On the phone from the Crystal Beach, Ontario offices of Theatrefolk, where she’s playwright in residence, Price explained that she occasionally takes a break from writing plays for younger casts to write plays aimed at adults.
“Plays like ‘Drinking Perfume’ are sort of my busman’s holiday,” she said with a laugh.
Literally – Price wrote “Drinking Perfume” over a summer vacation, inspired by her actor husband who kept getting cast in two-dimensional “nerdy guy” roles because he fit the physical type.
“Drinking Perfume” runs through June 29, and in lieu of traditional ticketing, the theater is suggesting patrons “pay what you can” (more information here).

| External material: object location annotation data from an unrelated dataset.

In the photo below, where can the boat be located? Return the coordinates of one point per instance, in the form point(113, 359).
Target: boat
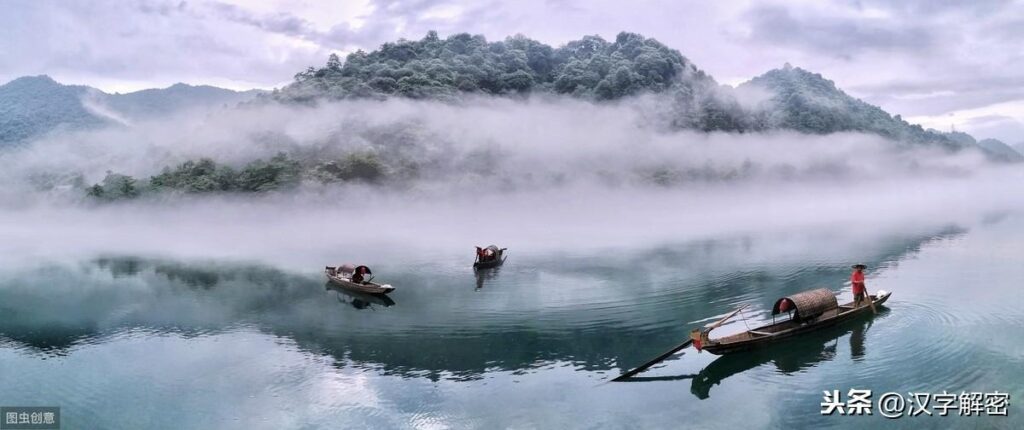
point(489, 257)
point(808, 311)
point(359, 300)
point(343, 276)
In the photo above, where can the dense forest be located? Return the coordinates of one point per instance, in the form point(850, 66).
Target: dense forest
point(595, 69)
point(205, 175)
point(640, 74)
point(463, 65)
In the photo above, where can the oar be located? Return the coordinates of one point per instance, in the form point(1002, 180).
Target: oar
point(869, 301)
point(654, 361)
point(721, 321)
point(668, 353)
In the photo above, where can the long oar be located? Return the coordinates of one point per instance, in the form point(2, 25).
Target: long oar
point(654, 361)
point(869, 301)
point(668, 353)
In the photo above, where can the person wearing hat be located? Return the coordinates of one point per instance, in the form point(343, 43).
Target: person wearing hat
point(857, 281)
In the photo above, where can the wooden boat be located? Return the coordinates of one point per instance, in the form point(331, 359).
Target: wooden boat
point(497, 259)
point(357, 299)
point(342, 276)
point(808, 311)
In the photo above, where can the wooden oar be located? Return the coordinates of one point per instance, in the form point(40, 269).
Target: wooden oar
point(869, 301)
point(654, 361)
point(721, 321)
point(669, 353)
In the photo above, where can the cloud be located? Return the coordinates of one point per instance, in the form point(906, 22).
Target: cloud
point(914, 58)
point(842, 37)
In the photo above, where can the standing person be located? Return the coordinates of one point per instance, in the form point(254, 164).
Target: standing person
point(857, 281)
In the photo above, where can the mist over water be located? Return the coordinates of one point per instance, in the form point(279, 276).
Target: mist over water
point(538, 172)
point(623, 235)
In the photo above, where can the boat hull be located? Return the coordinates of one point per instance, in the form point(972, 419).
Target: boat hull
point(369, 288)
point(489, 264)
point(751, 339)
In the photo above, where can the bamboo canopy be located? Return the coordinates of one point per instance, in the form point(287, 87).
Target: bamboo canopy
point(807, 304)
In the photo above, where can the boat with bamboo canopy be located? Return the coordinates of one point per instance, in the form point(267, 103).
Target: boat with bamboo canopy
point(809, 310)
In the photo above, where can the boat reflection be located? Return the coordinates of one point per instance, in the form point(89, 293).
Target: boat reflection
point(484, 275)
point(359, 300)
point(790, 357)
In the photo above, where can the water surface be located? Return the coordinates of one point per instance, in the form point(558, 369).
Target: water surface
point(129, 341)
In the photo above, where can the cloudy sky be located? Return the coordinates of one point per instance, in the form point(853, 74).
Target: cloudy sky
point(938, 62)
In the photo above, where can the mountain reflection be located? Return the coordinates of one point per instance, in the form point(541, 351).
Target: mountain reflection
point(595, 313)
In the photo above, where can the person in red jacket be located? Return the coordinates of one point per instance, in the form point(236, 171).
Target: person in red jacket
point(857, 281)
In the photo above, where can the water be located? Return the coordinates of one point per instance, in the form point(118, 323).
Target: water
point(130, 342)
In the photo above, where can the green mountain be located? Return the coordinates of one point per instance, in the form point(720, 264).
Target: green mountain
point(808, 102)
point(594, 69)
point(31, 106)
point(998, 151)
point(434, 68)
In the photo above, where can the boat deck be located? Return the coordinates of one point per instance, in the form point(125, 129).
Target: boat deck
point(770, 330)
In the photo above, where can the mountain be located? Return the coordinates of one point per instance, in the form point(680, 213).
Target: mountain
point(434, 68)
point(31, 106)
point(151, 102)
point(808, 102)
point(998, 151)
point(599, 70)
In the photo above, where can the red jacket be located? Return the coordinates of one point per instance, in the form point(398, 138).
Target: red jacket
point(857, 280)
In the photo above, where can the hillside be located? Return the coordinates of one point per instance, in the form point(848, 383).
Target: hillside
point(31, 106)
point(808, 102)
point(594, 69)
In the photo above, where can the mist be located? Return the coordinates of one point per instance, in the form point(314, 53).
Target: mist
point(541, 173)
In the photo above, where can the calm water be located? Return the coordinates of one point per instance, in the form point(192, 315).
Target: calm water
point(132, 342)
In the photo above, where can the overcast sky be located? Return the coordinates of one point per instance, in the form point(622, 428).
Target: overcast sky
point(937, 62)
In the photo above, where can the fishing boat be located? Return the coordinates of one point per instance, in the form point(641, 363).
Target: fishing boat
point(358, 300)
point(489, 257)
point(352, 277)
point(808, 311)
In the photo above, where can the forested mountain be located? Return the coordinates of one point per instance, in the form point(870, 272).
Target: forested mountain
point(435, 68)
point(33, 105)
point(999, 151)
point(599, 70)
point(591, 68)
point(808, 102)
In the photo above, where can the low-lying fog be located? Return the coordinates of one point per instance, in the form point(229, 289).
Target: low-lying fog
point(537, 174)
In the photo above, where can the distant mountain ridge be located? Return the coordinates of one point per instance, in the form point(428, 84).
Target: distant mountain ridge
point(599, 70)
point(33, 105)
point(460, 65)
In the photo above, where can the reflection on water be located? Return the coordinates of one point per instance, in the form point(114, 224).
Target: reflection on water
point(485, 275)
point(541, 333)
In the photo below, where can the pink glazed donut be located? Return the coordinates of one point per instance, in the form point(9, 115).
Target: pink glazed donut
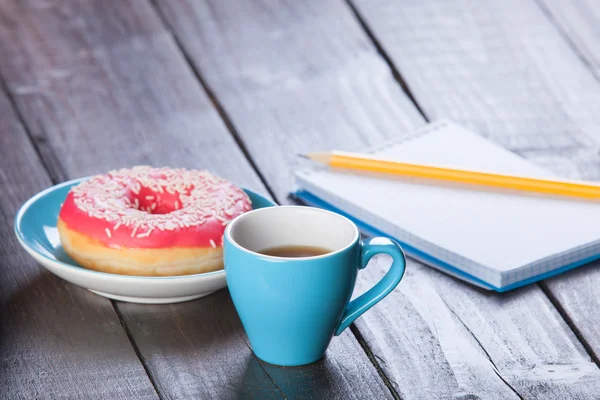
point(148, 221)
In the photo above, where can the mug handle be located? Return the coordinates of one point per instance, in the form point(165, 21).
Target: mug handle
point(369, 248)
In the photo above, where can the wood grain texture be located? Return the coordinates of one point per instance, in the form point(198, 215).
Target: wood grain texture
point(102, 85)
point(578, 21)
point(504, 70)
point(56, 340)
point(301, 76)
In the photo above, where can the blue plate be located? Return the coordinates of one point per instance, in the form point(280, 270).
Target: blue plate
point(35, 227)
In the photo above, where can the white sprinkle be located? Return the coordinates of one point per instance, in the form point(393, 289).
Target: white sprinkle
point(145, 234)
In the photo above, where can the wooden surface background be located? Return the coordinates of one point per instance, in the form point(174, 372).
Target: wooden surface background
point(241, 87)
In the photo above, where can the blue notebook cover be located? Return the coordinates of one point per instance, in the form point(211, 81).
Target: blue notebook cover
point(496, 240)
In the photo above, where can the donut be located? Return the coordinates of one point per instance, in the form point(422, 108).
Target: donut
point(147, 221)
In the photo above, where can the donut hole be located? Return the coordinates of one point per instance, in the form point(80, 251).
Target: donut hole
point(155, 203)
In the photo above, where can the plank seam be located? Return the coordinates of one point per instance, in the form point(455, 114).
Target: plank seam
point(373, 358)
point(55, 179)
point(137, 350)
point(380, 50)
point(569, 321)
point(495, 368)
point(13, 104)
point(565, 35)
point(214, 101)
point(260, 363)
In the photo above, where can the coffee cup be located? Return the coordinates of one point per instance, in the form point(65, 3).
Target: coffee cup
point(291, 307)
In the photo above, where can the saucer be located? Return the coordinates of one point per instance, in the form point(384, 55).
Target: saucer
point(35, 227)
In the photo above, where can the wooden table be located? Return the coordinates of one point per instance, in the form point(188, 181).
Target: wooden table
point(240, 87)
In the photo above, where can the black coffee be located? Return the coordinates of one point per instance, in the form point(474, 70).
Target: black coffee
point(293, 251)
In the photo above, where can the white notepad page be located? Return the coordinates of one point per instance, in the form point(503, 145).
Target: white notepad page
point(498, 236)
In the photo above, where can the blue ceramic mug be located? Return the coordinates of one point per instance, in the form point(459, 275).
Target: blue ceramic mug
point(292, 307)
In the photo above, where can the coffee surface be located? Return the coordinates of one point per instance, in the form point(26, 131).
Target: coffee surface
point(295, 251)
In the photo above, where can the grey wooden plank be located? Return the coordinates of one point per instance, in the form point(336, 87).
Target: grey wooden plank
point(55, 341)
point(576, 292)
point(301, 76)
point(102, 85)
point(578, 21)
point(503, 69)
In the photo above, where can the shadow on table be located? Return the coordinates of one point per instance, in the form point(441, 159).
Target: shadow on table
point(50, 329)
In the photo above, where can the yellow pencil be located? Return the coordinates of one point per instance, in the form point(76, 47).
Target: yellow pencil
point(365, 163)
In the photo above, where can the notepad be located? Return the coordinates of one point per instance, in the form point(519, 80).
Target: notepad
point(496, 239)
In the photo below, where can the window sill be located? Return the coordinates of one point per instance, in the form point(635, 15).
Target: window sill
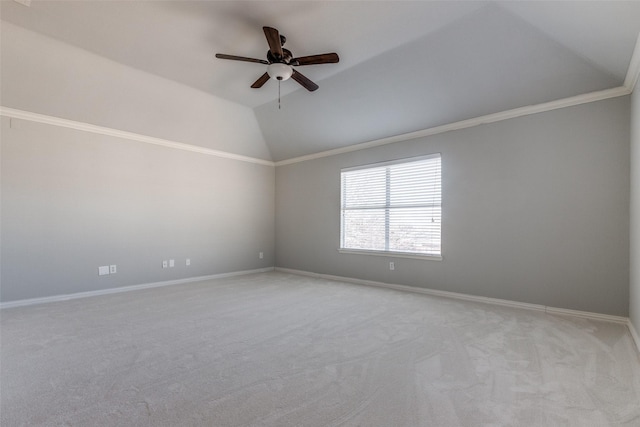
point(391, 254)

Like most playwrights, Price began her career writing plays aimed at an adult audience (what she calls the “quote-unquote professional market”), but a chance move to a small Canadian town that happened to have a very bustling high school theatre scene opened her eyes to the possibilities – and needs – of young adult casts.
“A lot of times, when theatre is done by students, they’re taking adult plays and trying to make them applicable for the high school experience, it just doesn’t work,” Price said (think: “Death of a Salesman” performed by sophomores). “I thought – I can do this. I can write plays that are written for them, for their voice, for their issues, for their age group.”
That doesn’t mean writing fluff – it’s more along the lines of adapting “Antigone” for a contemporary high school setting – but it is a learned skill, and it has its unique rewards. Price says she especially enjoys her job because of the enthusiasm and energy the casts bring to the process.
Now, Price averages about 400 productions a year across Canada and the U.S. and overseas – a production record that would make her the envy of most “quote-unquote professional” playwrights. Still, just as YA novelists struggle with the perception that their work is less serious than their adult-oriented counterparts, Price has encountered the same attitude in the theatre world.
“To be honest, I grappled with it myself when I started out. If I’m writing for schools and I’m writing for kids, it’s not professional. It’s amateur. It’s not as serious,” she said. “What I’ve come to learn is that’s bogus, it’s a big crock. The reason for that is I don’t know if adult theatre now really changes lives anymore.”
“We go and enjoy. We can go and have an opinion, and be blown away or get angry, but I don’t know if it changes lives. We have so many things we can be influenced by. In the school market, theatre is changing lives every day,” she added.
She has stories: the terrified 12-year-old who, thanks to the rehearsal process, transforms into a confident, social kid by opening night. The middle-school musical chorus member who couldn’t bring herself to sing on stage until the final performance. A student with Asperger’s syndrome who comes into his own socially – and is now mentoring his fellow students – through working on plays.
“I had a teacher tell me that a student read one of my monologues about suicide and feeling feelings, and came up to her after reading the monologue and saying ‘this is how I feel, and I need help, will you help me,’” Price said. “So I don’t pay attention anymore to the people who say I’m not professional, or I’m not as good as such-and-such or I don’t matter, because I’m in the trenches and I see my stuff matter.”